Già nella prima fase dell’iniziativa alcuni agricoltori avevano sottolineato come le nuove tecniche e la certificazione potessero tradursi in prezzi migliori e in un maggiore riconoscimento del proprio lavoro. L’obiettivo dichiarato dall’UNDP non era soltanto produrre chicchi di qualità, ma dimostrare che fosse possibile farlo senza sacrificare gli ecosistemi forestali.
È una distinzione fondamentale. Chiedere a un piccolo produttore di proteggere la biodiversità senza offrirgli una prospettiva economica rischia di trasformare la sostenibilità in un costo. Creare invece una filiera capace di riconoscere economicamente quel lavoro può cambiare gli incentivi alla base della produzione.

Il caffè dell’Ecuador può diventare un modello oltre l’Amazzonia?

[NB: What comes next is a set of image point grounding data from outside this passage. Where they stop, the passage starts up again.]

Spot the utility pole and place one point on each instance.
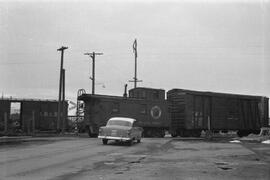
(60, 102)
(93, 56)
(63, 101)
(135, 72)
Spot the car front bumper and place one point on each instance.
(115, 138)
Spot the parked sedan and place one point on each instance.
(120, 129)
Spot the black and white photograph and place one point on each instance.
(134, 89)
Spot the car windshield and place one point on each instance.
(119, 123)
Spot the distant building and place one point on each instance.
(19, 114)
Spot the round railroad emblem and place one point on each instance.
(155, 112)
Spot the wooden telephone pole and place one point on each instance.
(93, 56)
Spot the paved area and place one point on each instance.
(68, 158)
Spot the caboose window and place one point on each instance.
(143, 109)
(115, 108)
(156, 95)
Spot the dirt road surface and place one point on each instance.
(68, 158)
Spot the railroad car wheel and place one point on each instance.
(174, 134)
(105, 141)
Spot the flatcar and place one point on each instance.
(194, 111)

L’esperienza ecuadoriana non risolve naturalmente il problema globale della deforestazione agricola. Ma suggerisce una direzione: produrre di più non deve necessariamente significare occupare più foresta.

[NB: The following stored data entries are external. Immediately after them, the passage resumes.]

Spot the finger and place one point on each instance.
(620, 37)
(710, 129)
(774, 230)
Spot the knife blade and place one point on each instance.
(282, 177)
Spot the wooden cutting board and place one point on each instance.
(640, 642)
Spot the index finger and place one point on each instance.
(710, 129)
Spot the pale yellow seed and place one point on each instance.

Una parte della futura domanda di caffè potrebbe essere soddisfatta aumentando la produttività delle superfici esistenti, recuperando terreni degradati e sviluppando sistemi agroforestali, anziché continuare ad ampliare la frontiera agricola. È proprio questa una delle strategie indicate dall’UNDP nel presentare il progetto.
Ed è forse qui che l’esperimento dell’Ecuador diventa interessante anche oltre i confini del Paese. Non racconta soltanto una storia di caffè sostenibile. Mostra cosa può accadere quando tecnologia, mercato e conservazione smettono di essere tre percorsi separati. Nelle aziende agricole amazzoniche coinvolte, un albero lasciato in piedi non rappresenta più necessariamente terreno sottratto alla produzione. Può diventare ombra per il caffè, biodiversità conservata, un dato registrato dal satellite e, infine, una garanzia per chi acquista quel prodotto dall’altra parte dell’oceano. È un cambiamento di prospettiva piccolo solo in apparenza: la foresta non come ostacolo allo sviluppo agricolo, ma come parte del suo valore.